On the MTAGIC project we have been working on developing better touchscreen interfaces for children, starting with understanding how kids actually use touchscreens and whether this differs from how adults do. We’ve seen evidence in our earlier studies that kids’ touch input and gesture input patterns do differ from adults’ in ways that are hard for current software to accommodate [1,2]. We are continuing our work this fall by looking in more depth at these factors. We are currently running user study sessions with adults for a new study in this area, and are about to start working at a local school to recruit children to participate as well.

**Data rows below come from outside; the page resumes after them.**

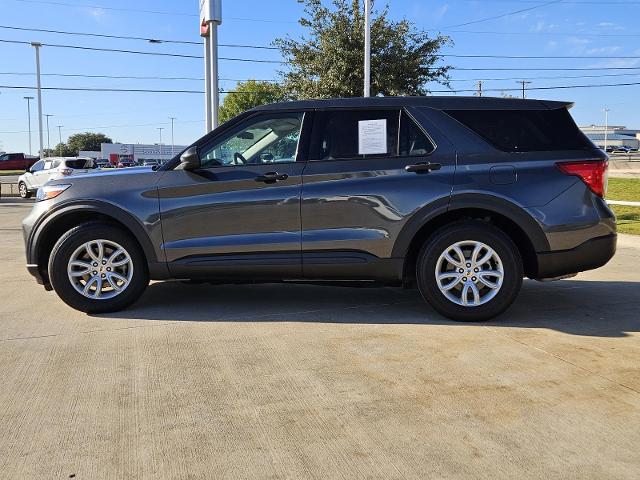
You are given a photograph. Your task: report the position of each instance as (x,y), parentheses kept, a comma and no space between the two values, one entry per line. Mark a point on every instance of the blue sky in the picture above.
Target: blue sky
(581,28)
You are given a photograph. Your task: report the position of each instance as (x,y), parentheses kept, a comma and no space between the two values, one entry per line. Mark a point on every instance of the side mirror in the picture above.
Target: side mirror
(189,160)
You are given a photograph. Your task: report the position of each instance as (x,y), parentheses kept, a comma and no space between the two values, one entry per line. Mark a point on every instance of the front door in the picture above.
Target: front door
(240,213)
(369,172)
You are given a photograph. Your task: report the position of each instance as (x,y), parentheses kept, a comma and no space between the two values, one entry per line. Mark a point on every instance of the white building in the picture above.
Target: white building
(617,135)
(138,153)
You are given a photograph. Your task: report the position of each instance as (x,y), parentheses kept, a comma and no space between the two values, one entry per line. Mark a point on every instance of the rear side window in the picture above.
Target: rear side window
(525,130)
(80,163)
(350,134)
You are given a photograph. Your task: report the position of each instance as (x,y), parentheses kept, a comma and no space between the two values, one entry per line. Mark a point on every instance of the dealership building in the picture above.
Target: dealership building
(617,136)
(136,152)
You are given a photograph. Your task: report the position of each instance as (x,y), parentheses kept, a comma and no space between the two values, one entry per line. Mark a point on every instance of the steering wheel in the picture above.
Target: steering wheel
(238,159)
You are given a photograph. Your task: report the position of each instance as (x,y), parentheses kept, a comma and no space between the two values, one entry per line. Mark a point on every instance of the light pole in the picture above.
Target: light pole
(606,127)
(210,17)
(28,99)
(172,142)
(60,140)
(524,83)
(367,48)
(37,46)
(48,138)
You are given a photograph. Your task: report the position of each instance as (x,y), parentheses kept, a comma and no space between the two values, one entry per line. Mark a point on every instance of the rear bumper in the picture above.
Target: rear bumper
(591,254)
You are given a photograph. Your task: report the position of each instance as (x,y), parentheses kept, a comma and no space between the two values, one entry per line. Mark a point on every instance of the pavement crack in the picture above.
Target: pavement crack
(562,359)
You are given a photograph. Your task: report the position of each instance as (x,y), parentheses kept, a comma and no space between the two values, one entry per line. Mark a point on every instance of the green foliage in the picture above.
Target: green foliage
(329,62)
(247,95)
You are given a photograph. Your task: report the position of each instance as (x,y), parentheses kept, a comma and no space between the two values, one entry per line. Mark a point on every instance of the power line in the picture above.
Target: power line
(128,77)
(144,90)
(139,52)
(569,34)
(135,77)
(503,15)
(137,10)
(443,55)
(121,37)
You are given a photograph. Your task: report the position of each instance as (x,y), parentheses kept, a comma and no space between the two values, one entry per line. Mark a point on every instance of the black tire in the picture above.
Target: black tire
(477,231)
(74,238)
(23,190)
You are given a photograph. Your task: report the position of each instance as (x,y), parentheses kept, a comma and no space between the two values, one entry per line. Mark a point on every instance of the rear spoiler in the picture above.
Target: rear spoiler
(554,105)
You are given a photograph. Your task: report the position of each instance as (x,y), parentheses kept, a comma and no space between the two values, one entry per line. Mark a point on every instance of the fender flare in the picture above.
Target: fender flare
(515,213)
(101,207)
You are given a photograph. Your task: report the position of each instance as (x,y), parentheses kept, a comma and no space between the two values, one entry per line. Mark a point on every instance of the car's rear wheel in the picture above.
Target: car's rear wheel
(97,267)
(23,190)
(469,271)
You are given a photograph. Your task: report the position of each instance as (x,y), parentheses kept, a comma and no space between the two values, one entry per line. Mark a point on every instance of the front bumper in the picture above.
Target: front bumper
(591,254)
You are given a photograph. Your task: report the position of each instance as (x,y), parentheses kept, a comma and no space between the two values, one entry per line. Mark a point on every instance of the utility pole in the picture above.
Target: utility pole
(367,48)
(210,19)
(524,83)
(60,142)
(28,99)
(37,46)
(606,127)
(172,142)
(48,139)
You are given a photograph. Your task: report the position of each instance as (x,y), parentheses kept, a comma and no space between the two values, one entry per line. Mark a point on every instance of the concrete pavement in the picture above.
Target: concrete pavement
(293,381)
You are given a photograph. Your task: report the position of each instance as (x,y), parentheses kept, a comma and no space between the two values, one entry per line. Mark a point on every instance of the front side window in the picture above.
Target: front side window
(257,141)
(350,134)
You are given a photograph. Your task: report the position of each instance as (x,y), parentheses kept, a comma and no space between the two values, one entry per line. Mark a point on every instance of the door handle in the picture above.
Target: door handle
(271,177)
(423,167)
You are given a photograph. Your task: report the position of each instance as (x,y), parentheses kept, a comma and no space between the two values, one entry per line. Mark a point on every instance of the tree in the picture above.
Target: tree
(329,63)
(249,94)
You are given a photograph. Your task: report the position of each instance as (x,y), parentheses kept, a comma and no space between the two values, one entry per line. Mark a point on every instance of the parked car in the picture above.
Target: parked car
(51,167)
(461,197)
(16,161)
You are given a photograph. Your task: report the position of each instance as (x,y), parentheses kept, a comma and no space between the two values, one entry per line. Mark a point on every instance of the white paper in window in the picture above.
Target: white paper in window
(372,137)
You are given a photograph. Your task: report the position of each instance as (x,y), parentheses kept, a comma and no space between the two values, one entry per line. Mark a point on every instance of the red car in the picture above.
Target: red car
(16,161)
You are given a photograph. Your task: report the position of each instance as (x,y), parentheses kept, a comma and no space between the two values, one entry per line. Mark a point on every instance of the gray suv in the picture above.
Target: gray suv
(461,197)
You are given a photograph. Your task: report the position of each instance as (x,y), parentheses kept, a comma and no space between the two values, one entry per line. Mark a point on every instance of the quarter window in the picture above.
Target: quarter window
(413,141)
(260,140)
(349,134)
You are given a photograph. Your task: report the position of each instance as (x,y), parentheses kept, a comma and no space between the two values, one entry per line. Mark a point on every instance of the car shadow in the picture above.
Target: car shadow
(578,307)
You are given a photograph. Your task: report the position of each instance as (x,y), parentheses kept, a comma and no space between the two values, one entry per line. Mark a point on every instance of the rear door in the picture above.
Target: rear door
(239,215)
(369,172)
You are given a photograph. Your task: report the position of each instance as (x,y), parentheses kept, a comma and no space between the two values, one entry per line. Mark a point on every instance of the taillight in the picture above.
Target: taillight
(593,173)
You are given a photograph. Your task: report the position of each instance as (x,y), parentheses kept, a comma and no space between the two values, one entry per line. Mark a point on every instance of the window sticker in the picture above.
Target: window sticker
(372,137)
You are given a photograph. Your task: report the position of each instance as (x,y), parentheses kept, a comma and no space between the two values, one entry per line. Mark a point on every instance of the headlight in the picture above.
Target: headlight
(50,191)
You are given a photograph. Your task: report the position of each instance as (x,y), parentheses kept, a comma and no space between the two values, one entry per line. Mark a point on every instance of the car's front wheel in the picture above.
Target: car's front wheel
(97,267)
(469,271)
(23,190)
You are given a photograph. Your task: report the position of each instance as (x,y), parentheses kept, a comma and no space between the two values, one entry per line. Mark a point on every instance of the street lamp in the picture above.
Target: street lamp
(172,142)
(60,142)
(48,139)
(367,48)
(28,99)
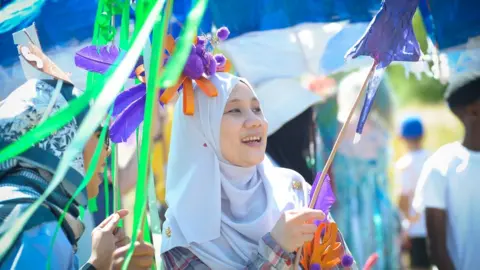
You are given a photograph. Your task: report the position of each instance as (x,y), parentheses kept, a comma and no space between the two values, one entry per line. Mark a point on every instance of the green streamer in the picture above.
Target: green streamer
(88,176)
(107,195)
(92,205)
(40,132)
(169,78)
(125,26)
(117,77)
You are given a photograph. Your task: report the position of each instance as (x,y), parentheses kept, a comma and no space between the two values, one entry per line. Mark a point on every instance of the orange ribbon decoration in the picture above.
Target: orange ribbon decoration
(325,251)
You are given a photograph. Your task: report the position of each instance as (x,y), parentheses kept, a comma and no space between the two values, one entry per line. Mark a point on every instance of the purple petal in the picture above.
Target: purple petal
(390,36)
(221,59)
(347,260)
(210,64)
(369,98)
(128,121)
(96,59)
(223,33)
(127,97)
(201,42)
(326,197)
(100,58)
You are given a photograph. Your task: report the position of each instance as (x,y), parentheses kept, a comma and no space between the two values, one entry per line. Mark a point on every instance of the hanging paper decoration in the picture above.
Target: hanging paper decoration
(201,63)
(129,106)
(99,59)
(389,37)
(324,251)
(326,197)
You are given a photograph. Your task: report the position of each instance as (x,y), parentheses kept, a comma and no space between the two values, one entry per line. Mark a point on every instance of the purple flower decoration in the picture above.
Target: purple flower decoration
(201,42)
(389,37)
(194,67)
(129,106)
(223,33)
(347,260)
(326,197)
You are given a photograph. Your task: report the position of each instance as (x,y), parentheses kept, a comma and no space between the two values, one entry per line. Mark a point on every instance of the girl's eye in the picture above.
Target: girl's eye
(234,111)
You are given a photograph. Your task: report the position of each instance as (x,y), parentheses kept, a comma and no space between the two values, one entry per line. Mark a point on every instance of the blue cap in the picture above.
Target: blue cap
(412,128)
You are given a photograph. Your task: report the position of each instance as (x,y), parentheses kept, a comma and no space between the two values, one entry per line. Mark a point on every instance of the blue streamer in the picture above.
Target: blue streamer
(369,98)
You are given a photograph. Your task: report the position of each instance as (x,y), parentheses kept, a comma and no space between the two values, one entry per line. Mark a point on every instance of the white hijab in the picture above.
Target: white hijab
(217,210)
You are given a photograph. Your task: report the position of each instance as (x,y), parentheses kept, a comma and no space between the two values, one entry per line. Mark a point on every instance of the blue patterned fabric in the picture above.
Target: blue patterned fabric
(450,23)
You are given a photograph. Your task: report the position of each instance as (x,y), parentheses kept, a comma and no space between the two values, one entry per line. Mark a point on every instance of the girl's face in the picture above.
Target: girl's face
(243,130)
(92,187)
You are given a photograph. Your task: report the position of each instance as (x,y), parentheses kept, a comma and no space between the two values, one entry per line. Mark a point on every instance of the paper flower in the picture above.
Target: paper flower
(389,37)
(223,33)
(323,251)
(326,197)
(347,260)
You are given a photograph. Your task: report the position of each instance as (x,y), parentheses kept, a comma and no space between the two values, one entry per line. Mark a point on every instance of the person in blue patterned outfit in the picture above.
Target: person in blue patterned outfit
(227,209)
(24,178)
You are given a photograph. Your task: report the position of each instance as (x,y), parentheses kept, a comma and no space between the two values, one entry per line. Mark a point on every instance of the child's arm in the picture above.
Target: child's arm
(437,236)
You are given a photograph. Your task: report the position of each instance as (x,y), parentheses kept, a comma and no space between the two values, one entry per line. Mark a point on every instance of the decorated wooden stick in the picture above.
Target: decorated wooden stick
(334,151)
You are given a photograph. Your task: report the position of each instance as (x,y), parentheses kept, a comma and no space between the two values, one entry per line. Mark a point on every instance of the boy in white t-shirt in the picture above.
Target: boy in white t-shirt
(449,186)
(408,169)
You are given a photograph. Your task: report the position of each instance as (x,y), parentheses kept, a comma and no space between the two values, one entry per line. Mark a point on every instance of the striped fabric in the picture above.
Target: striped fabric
(270,256)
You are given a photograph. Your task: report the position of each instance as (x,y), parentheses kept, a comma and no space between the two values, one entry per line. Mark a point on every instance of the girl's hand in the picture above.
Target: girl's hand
(296,227)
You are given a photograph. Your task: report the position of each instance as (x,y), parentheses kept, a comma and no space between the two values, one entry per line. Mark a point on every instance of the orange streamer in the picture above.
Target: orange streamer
(138,72)
(228,66)
(188,98)
(169,44)
(207,87)
(171,91)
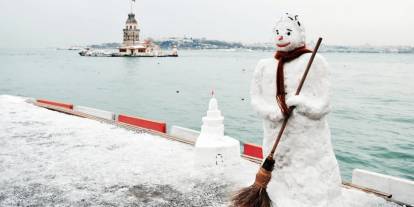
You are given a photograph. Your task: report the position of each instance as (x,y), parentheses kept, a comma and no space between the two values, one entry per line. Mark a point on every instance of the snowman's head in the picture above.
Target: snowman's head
(289,33)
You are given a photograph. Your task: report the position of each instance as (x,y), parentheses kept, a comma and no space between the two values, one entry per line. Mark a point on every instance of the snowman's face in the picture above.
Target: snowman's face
(288,37)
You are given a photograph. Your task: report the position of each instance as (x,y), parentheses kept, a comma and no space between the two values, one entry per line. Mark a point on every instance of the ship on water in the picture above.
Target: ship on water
(132,45)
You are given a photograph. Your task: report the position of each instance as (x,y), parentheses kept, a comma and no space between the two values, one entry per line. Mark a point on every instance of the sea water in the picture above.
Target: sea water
(372,119)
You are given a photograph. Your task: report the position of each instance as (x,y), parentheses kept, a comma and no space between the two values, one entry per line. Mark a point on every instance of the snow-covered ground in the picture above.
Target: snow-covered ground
(53,159)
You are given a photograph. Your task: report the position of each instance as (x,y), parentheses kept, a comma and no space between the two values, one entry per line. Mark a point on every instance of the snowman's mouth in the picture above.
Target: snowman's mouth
(283,45)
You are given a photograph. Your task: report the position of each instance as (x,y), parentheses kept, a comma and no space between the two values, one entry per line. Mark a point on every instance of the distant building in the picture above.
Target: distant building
(131,31)
(131,44)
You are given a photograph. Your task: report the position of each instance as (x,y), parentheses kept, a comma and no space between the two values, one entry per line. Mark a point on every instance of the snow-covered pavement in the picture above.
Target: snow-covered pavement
(53,159)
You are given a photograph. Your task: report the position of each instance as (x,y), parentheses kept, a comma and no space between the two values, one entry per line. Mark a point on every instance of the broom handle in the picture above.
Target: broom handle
(302,81)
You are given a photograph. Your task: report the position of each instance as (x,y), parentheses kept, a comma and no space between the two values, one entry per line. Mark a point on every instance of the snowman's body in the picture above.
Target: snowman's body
(306,172)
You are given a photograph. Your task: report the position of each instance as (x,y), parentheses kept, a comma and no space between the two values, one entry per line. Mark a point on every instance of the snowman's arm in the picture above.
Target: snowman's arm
(313,100)
(265,110)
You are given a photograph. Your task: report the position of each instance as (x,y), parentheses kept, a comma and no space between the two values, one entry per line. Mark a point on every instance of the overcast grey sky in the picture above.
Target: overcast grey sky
(47,23)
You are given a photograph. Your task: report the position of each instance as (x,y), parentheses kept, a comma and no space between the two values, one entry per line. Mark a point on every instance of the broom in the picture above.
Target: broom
(256,194)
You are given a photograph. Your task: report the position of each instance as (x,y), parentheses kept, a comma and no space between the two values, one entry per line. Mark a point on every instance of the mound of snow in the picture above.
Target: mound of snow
(53,159)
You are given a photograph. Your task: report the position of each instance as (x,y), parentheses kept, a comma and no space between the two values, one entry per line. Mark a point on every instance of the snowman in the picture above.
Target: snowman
(306,171)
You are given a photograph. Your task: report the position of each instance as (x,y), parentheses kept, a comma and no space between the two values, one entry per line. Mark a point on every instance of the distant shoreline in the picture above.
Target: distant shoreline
(205,44)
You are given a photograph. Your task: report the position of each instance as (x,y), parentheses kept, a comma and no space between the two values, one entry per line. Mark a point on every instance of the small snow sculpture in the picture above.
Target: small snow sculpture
(213,149)
(306,171)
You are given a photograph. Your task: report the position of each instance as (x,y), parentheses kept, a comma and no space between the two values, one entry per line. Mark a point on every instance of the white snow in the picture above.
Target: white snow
(212,148)
(53,159)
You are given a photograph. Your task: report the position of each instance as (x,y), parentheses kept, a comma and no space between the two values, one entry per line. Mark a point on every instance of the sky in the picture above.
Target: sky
(59,23)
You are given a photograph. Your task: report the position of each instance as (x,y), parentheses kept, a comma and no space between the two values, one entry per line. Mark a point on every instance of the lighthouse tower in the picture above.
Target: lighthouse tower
(131,31)
(213,149)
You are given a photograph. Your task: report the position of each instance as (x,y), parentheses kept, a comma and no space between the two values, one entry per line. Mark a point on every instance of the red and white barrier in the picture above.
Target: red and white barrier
(144,123)
(400,189)
(55,103)
(185,133)
(95,112)
(252,150)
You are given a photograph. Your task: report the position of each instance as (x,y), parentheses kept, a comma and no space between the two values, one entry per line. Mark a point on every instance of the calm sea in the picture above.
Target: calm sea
(372,121)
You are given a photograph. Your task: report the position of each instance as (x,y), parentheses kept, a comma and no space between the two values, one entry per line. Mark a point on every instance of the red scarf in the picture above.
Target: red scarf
(285,57)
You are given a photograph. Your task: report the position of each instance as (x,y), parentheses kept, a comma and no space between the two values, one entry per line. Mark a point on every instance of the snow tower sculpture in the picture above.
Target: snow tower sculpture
(212,148)
(306,171)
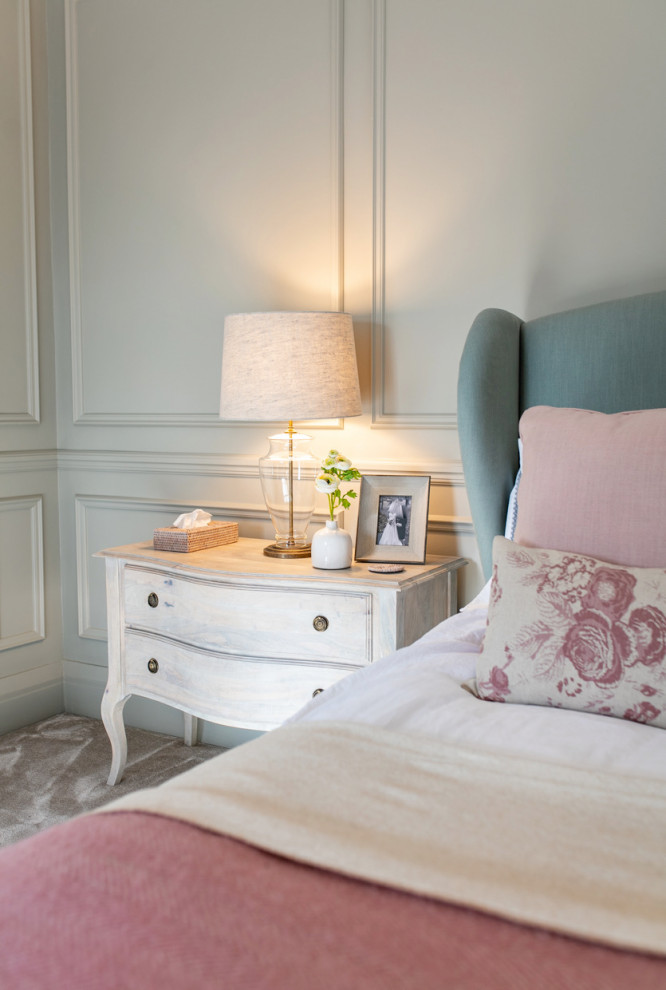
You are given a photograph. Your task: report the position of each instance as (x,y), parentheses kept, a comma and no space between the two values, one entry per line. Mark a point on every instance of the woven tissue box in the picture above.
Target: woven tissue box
(215,534)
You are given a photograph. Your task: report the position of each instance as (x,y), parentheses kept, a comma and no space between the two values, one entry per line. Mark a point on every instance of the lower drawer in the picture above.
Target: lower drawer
(252,694)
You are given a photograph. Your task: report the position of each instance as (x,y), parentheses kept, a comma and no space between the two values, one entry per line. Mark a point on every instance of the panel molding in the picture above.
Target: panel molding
(381,418)
(101,418)
(35,555)
(31,413)
(447,473)
(19,461)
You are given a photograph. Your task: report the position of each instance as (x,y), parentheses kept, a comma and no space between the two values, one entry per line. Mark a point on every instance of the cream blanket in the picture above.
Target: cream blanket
(574,851)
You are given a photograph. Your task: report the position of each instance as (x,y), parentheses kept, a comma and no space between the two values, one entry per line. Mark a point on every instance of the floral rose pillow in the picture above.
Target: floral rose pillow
(570,631)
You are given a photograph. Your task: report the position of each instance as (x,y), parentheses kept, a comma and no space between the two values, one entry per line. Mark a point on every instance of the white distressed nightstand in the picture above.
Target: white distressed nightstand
(242,639)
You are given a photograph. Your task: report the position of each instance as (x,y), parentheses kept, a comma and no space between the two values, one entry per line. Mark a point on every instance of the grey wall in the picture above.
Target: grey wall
(166,162)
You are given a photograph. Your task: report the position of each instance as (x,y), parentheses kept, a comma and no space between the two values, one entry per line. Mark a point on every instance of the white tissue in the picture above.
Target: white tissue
(196,519)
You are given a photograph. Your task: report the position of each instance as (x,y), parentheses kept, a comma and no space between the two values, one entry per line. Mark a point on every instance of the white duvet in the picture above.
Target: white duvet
(419,690)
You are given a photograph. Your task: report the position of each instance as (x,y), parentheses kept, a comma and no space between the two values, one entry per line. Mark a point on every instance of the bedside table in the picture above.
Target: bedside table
(235,637)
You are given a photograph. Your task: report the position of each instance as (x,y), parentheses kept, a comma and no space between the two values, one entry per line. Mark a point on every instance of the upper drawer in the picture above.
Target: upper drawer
(257,621)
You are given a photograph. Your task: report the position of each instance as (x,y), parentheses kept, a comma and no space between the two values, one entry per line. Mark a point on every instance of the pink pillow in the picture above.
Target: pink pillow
(594,483)
(572,632)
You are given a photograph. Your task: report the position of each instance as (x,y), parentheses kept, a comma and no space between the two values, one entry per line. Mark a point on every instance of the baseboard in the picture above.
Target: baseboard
(31,704)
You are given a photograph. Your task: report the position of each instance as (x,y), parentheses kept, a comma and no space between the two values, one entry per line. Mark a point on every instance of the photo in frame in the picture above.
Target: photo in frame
(392,519)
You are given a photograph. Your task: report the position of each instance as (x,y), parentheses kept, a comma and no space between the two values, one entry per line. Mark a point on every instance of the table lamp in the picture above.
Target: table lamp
(288,367)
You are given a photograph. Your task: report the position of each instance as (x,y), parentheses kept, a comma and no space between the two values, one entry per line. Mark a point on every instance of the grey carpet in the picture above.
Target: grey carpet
(56,769)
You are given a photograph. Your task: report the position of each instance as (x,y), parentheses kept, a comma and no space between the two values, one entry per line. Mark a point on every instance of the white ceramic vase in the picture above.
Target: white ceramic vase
(331,547)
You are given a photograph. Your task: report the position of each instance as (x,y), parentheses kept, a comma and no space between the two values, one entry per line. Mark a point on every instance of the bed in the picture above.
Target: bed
(483,809)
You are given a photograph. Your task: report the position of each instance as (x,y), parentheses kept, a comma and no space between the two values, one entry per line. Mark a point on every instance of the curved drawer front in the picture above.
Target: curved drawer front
(271,621)
(251,693)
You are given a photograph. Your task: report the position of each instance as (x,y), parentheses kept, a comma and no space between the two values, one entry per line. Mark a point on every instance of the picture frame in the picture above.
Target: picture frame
(393,519)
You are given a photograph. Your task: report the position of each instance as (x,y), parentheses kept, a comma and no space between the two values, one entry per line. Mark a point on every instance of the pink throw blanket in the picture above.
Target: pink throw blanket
(131,900)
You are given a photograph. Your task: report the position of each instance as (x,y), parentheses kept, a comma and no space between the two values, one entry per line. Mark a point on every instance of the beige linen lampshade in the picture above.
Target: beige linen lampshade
(289,366)
(285,367)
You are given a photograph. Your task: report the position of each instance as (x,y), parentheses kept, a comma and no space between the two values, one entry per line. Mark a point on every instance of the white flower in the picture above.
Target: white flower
(326,483)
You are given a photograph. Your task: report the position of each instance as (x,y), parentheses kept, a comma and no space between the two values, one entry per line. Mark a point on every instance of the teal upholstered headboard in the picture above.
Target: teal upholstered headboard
(610,357)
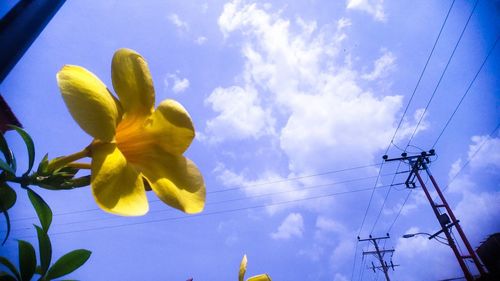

I am an undergraduate student at the University of Florida and being a part of the MTAGIC project has increased my knowledge in the field of research and computer science. I am one of the current experimenters running the adult user studies and through this experience I have learned how to properly conduct research studies. Being a part of the MTAGIC project is definitely a learning process. I am starting to learn new techniques on how to analyze the data such as Shell Scripting and how to use Pivot Tables.
– Julia Woodward
1. Anthony, L., Brown, Q., Nias, J., Tate, B., and Mohan, S. 2012. Interaction and Recognition Challenges in Interpreting Children’s Touch and Gesture Input on Mobile Devices. Proceedings of the ACM International Conference on Interactive Tabletops and Surfaces (ITS’2012), Cambridge, MA, to appear.
2. Brown, Q. and Anthony, L. 2012. Toward Comparing the Touchscreen Interaction Patterns of Kids and Adults. Proceedings of the SIGCHI Workshop on Educational Software, Interfaces and Technology (EIST’2012), Austin, TX, 05-06 May 2012.